Pushing toward new and original expression has also led van Herpen outside of her own discipline. Some of the most striking and forward-thinking garments in Transforming Fashion were designed in collaboration with artists, architects, musicians, photographers, and filmmakers. Schleuning encouraged students to similarly push their development to unexpected places by looking outside of the world of fashion.
“As she starts to collaborate, Iris is really setting out to find bigger ways to make things,” she said.
KCAD Fashion Studies students get up close and personal with the garments on display in the Iris van Herpen: Transforming Fashion exhibition at the Grand Rapids Art Museum (images courtesy of the Grand Rapids Art Museum)

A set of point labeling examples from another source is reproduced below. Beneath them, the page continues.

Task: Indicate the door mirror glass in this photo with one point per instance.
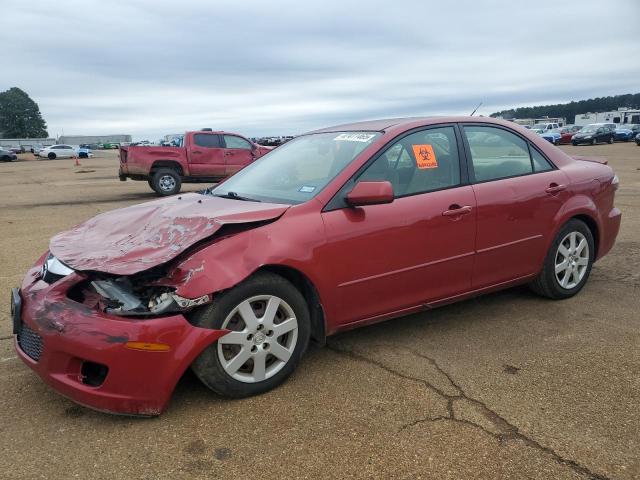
(370, 193)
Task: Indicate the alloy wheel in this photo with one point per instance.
(264, 332)
(167, 183)
(572, 260)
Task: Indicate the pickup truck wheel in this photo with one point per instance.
(166, 181)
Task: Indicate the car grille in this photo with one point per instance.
(30, 342)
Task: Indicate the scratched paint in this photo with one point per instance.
(132, 239)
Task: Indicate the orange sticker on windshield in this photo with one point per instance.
(425, 156)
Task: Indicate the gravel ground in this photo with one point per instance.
(508, 385)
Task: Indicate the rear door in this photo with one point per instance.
(518, 193)
(206, 155)
(415, 250)
(238, 153)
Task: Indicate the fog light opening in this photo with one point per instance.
(93, 374)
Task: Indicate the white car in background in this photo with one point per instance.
(58, 151)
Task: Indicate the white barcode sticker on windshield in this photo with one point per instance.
(355, 137)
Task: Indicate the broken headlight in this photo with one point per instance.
(121, 297)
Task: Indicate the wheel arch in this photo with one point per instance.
(593, 227)
(310, 294)
(158, 164)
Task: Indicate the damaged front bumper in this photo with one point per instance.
(103, 361)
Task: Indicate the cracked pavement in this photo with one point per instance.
(508, 385)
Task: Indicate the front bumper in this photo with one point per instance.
(73, 335)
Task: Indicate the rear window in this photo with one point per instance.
(207, 140)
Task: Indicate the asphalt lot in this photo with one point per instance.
(507, 385)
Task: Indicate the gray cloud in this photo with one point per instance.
(150, 68)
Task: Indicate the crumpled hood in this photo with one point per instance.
(136, 238)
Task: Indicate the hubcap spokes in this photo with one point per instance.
(572, 260)
(167, 183)
(264, 331)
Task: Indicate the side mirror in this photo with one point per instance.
(370, 193)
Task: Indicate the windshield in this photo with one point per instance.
(298, 170)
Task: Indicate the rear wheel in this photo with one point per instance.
(568, 262)
(166, 181)
(269, 325)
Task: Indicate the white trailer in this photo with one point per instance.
(621, 116)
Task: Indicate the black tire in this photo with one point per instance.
(161, 184)
(546, 283)
(208, 367)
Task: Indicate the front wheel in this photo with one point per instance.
(166, 181)
(568, 263)
(269, 325)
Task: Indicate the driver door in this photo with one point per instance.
(418, 249)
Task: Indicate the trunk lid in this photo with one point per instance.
(136, 238)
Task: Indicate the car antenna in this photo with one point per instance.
(474, 110)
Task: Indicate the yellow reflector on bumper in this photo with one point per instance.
(148, 347)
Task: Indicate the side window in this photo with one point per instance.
(418, 163)
(231, 141)
(540, 164)
(206, 140)
(497, 153)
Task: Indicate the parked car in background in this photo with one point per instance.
(625, 133)
(57, 151)
(7, 155)
(84, 152)
(567, 133)
(592, 134)
(336, 229)
(550, 136)
(204, 156)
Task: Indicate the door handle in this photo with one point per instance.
(555, 188)
(456, 210)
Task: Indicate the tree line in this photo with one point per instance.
(20, 116)
(571, 109)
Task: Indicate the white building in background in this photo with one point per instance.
(621, 116)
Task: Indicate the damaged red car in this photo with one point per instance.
(336, 229)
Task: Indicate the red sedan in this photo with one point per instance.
(336, 229)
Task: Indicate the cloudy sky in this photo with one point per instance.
(282, 67)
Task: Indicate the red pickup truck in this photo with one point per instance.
(202, 156)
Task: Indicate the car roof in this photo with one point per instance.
(401, 124)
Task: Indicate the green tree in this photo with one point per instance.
(571, 109)
(20, 116)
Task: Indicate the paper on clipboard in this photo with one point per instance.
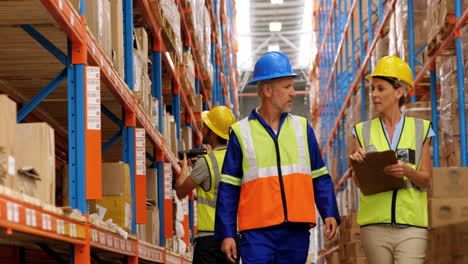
(370, 174)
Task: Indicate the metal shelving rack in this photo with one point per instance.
(346, 41)
(84, 145)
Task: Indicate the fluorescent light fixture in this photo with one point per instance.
(275, 26)
(274, 47)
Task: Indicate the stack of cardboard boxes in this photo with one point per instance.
(448, 216)
(27, 155)
(350, 249)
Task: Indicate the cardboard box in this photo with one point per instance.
(447, 211)
(152, 225)
(152, 185)
(117, 35)
(449, 182)
(117, 208)
(7, 141)
(35, 148)
(115, 179)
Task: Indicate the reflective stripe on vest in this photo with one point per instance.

The following day, the tables were turned as Dunn Klerks and Schleuning visited KCAD’s Fashion Studies classroom spaces and listened as students showcased their work and talked about their own design processes. Dunn Klerks admired the students’ willingness to experiment with different techniques and technologies, and implored them to remain endlessly curious. But he also cautioned them against letting technology, or lack thereof, drive their creative process.
“Don’t limit yourself. Just design something and then find the right tools to do it, or the right combination of tools,” he said.
Dunn Klerks also applauded one student who showed off a garment inspired by ocean waves and coral reefs, as van Herpen herself frequently looks to the patterns, motion, and color palette of nature for ideas.
On a fitting closing note, Dunn Klerks dispelled the notion that any one form of inspiration has more merit than others.
“That’s what makes you a designer. You don’t have to explain your inspiration to anyone but yourself,” he said.
(above and below): Bradly Dunn Klerks (far right), director of the Iris van Herpen label, and Sarah Schleuning (2nd from right), the curator of decorative arts and design at the High Museum of Art, visit the KCAD campus to interact with Fashion Studies students.
While the experience of meeting with van Herpen and her team will fuel the students in their own quests for new ideas, they’ve also paid that experience forward. In September, the students gave a presentation on van Herpen and her work to GRAM docents who will lead visitors through Transforming Fashion in the months to come.
Fashion Studies students giving a presentation on Iris van Herpen's work to docents at the Grand Rapids Art Museum
“In preparation for this event, the students researched, designed, and created garments including a 3D printed bodice and shoe inspired by Iris and her work, so meeting her was an incredible moment. To have her team review their original designs and give feedback is an experience they will never forget,” said Fashion Studies Program Chair Lori Faulkner. “Our program provided the flexibility to be able to incorporate the visit of this cutting edge designer into the curriculum and use it as a form of community outreach and partnership.”